EL CAFE. TUESTE Y MEZCLA
El tipo de tueste del cafe viene determinado por la región de Europa en el que se realiza. De este modo, se elabora el cafe al gusto del consumidor de cada lugar. CAFES BAQUE realiza el llamado “Tueste de Capuchino” que, junto a la costumbre de tostar separadamente los diferentes orígenes, dan como resultado una calidad excepcional.
Al someter los granos de cafe al calor, al tostado, liberan diferentes sustancias que se encuentran en el interior de las células que conforman el grano: grasas, azúcares, proteínas, lípidos, etc. Con el tostado, estas sustancias salen al exterior y se traducen en diferentes aromas y sabores.

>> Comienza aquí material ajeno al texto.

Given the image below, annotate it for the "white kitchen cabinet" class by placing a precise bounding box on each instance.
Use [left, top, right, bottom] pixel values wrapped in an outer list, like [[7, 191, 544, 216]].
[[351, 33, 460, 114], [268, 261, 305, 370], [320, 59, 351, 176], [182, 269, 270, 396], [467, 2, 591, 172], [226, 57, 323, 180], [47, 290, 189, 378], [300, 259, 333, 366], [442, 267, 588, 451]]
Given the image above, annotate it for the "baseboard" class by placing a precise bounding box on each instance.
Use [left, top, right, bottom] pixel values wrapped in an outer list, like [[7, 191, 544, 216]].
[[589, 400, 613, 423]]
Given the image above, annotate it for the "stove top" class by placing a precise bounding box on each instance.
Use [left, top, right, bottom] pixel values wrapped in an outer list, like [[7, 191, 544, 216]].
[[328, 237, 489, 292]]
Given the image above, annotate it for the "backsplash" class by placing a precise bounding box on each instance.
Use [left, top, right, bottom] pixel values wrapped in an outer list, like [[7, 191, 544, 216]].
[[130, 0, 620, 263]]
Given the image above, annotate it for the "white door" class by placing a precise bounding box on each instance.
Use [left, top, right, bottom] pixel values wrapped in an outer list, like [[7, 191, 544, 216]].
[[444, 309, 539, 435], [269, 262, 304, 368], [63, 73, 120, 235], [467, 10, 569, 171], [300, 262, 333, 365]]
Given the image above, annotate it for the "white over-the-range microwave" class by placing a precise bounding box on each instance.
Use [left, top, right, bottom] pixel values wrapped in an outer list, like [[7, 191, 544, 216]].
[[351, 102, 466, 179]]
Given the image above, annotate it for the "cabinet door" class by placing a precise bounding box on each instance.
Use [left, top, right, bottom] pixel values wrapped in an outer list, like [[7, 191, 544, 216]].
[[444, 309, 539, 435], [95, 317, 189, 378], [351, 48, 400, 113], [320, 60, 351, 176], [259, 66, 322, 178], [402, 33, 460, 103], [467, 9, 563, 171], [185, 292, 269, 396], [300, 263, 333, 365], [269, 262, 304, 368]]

Con el tueste, el grano de cafe aumenta su volumen, en ocasiones lo dobla, y pierde humedad, lo que disminuye su peso. La merma que sufre el grano de cafe con el tostado varía entre un 14% si el tueste es ligero y un 22% en un tueste fuerte.
Existen tres tipos de tueste, que se aplican en función de la variedad de cafe:
Tueste ligero (Light roast)
Tueste medio (Medium)
Tueste fuerte (Full)
Si sometemos el grano a una alta temperatura, o ampliamos el tiempo de tostado, obtendremos un cafe más amargo y oscuro, y enmascaremos posibles defectos. Por el contrario, con un tueste más ligero y de menor duración, el sabor de la taza será más ácido (cualidad a potenciar en cafes de alta gama), manteniendo su frescura y buenas cualidades organolépticas, tales como los aromas frutales y sabores vainillados y chocolateados.
Generalmente en los mercados español, portugués e italiano el tueste del cafe es lento y fuerte, mientras que en el centro y norte de Europa el tueste es rápido y ligero, acentuando la acidez de los granos. Este dato va unido al tipo de variedad que se consume, ya que cuanto más al norte vamos aumenta el consumo de cafes arabicas de alta calidad.
MEZCLADO DEL CAFE
El proceso de mezclado es una de las etapas más importantes a la hora de conseguir un sabor de taza final que contenga el nivel de acidez, el gusto, el aroma y el cuerpo que su mercado demanda.
Si probamos cafes de un solo origen nos encontraremos que tienen más o menos presentes alguna de las cualidades citadas anteriormente, pero que difícilmente se manifiestan en él toda las características de manera plena o satisfactoria; por este motivo se recurre a la mezcla de varios orígenes que dan como resultado el sabor buscado para una determinada referencia de cafe.
Si queremos aportar a la mezcla acidez, se puede utilizar arábicas lavados cultivados en altura -Colombia, Kenya, Guatemala, etc.- que nos proporcionarán, además, un agradable aroma y suavidad a la taza final. Los cafes arabicas naturales como los brasileños dan a la mezcla un gusto y aroma, importantes para el resultado final de taza. Para darle cuerpo a una mezcla es conveniente utilizar un cafe robusta, preferiblemente el más neutro y limpio, es decir, sin sabores extraños ni asperezas. Por otro lado, un alto porcentaje de robusta en una mezcla nos llevaría a matar las virtudes de los demás orígenes que componen la misma.
Las posibilidades son infinitas, y los resultados también. La presencia de expertos catadores y el acceso a muchos orígenes son fundamentales para obtener las mezclas adecuadas a los distintos gustos de los consumidores y a las diferentes maneras de preparar una taza de cafe.